Soy un hombre, puedo hacerlo
Wayne Roth fue mordido por una cobra, rechazó el hospital y se fue a un bar a presumir. El veneno tardó unas horas. Él no esperó tanto.
En noviembre de 1997, Wayne Roth, 38 años, de Pittston, Pensilvania, visitó a su amigo Roger Croteau. Croteau tenía una cobra en un terrario. Roth decidió meterle la mano.
La picadura
La cobra mordió a Roth en cuanto la sacó del tanque. Croteau le insistió en ir a urgencias. Roth declinó con una frase que los informes policiales recogieron con precisión: «Soy un hombre, puedo manejarlo».

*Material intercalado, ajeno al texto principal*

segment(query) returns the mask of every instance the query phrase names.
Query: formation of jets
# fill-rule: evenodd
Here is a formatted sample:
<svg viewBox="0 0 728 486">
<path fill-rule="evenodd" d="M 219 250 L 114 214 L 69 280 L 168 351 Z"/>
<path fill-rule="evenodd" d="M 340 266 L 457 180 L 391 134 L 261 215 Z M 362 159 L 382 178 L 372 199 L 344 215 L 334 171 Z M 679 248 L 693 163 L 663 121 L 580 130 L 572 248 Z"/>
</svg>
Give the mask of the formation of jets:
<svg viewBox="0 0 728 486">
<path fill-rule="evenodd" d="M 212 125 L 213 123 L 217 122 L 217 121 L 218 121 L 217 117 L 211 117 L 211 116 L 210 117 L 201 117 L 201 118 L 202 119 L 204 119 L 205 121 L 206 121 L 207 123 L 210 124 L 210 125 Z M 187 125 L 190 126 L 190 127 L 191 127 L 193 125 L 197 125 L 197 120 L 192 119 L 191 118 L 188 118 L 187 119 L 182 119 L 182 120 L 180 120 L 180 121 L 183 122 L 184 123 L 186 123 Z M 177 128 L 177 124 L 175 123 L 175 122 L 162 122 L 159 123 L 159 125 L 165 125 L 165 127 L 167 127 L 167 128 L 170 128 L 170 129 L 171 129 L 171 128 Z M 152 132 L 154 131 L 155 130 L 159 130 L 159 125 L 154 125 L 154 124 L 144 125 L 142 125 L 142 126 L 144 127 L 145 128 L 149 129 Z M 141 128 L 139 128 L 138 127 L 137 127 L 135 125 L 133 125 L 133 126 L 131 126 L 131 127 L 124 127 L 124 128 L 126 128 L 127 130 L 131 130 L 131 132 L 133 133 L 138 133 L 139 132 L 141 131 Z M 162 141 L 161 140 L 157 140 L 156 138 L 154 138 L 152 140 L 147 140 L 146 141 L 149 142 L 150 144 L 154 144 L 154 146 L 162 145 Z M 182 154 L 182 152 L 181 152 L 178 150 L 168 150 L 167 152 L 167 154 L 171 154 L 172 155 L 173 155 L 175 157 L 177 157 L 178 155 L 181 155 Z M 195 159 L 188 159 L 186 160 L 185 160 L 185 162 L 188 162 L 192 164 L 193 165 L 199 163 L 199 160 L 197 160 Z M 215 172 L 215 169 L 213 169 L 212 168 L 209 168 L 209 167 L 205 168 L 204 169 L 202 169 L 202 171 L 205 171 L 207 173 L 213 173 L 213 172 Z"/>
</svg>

En lugar del hospital, eligió el bar más cercano.
La barra
Roth consumió tres tragos y empleó el tiempo en contar a los presentes que acababa de sobrevivir a la mordedura de una cobra. La historia le funcionó durante un rato.
El veneno de cobra es una neurotoxina de acción lenta. Afecta al sistema nervioso central en horas, no en minutos. Lo que le dio a Roth tiempo para el relato, no para el tratamiento.
El desenlace
El veneno hizo su trabajo esa misma noche sin prisa. Jenkins Township fue el destino final de Roth.
El antídoto habría estado disponible en cualquier hospital de la zona. La guardia de urgencias de Pittston dista unos minutos del bar.